It tells the story of a corportate executive, appropriatly female, who will go to any lengths to succeed according to her on self-defined, narcisstic standards at odds with her objective appearances and in stark contrast to others expectations. Brash and domineering she uses a free floating cynicism to treacherously sell her corporate secrets to others for monetary gain thinking self-assuredly that her private intrique and machinations are curiously invioable, just as many criminals do. This is the first half of the film, in the second part of which so many critics don't like, all this ballsy swagger is shown to be an act of utter self-deluding fantasy; she has underestimated her antagonist and she instead of manipulating the system for her own gain she devolves into a most contemptible slave to it. A powerful morality tale for the times.

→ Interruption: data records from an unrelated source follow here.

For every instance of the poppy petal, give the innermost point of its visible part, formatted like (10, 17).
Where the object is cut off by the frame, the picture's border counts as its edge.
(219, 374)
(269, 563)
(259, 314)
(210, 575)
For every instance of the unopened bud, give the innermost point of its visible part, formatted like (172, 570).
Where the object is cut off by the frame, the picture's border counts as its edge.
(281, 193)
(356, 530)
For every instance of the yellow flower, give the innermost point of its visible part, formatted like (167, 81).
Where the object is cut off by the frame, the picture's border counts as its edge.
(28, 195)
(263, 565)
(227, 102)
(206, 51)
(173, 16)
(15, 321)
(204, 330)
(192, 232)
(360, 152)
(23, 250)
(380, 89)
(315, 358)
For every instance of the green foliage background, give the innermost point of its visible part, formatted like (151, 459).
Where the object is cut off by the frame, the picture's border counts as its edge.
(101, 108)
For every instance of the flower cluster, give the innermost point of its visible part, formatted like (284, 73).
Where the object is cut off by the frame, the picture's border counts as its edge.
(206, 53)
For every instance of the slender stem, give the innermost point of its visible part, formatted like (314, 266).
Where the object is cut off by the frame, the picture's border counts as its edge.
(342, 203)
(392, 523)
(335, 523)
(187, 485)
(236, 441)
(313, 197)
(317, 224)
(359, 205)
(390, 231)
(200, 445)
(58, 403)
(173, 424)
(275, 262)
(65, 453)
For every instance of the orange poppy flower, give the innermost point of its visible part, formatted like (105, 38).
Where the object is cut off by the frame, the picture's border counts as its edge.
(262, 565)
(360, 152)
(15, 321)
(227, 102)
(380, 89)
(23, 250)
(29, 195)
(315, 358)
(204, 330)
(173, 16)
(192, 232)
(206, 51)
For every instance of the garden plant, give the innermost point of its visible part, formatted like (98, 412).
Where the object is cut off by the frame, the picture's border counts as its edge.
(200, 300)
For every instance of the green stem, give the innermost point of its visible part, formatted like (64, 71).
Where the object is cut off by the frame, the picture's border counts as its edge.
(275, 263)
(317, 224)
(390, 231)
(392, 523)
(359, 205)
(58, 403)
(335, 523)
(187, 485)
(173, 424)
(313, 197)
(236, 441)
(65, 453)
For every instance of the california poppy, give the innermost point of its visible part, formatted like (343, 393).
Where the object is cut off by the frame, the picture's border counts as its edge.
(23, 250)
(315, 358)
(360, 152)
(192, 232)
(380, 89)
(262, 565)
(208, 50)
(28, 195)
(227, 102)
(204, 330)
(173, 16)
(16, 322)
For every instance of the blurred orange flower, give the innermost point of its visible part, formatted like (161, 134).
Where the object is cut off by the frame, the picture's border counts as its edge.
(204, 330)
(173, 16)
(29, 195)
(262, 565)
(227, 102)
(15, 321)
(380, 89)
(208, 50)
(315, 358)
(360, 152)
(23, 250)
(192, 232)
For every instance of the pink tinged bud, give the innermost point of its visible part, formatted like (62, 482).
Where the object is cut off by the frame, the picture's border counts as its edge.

Intriguing, But Unsatisfying
I watched this film from start to finish, which suggests I found it interesting enough to stick with. But, I was also totally perplexed by its many nonsensical plot twists. For example, it took me far too long to figure out that it takes place in the "high rolling" world of corporate financed porn (an intriguing idea, given the fact that I had no idea such a world existed - I always thought of the porn industry as much more contained and independent).
DEMONLOVER is a little too stylized for its own good - its focus on form completely overwhelms its paper thin storyline. Connie Nielson is very good, but could have been so much better with a stronger script. I debated giving it only 2 stars, but felt the performances merited a stronger rating.
Jumbled mish-mash that garbles its promise
Where's the emotions and motivations for this contorted mess? Great camera work and suberb dramatic talent wasted on a plot that defies logic.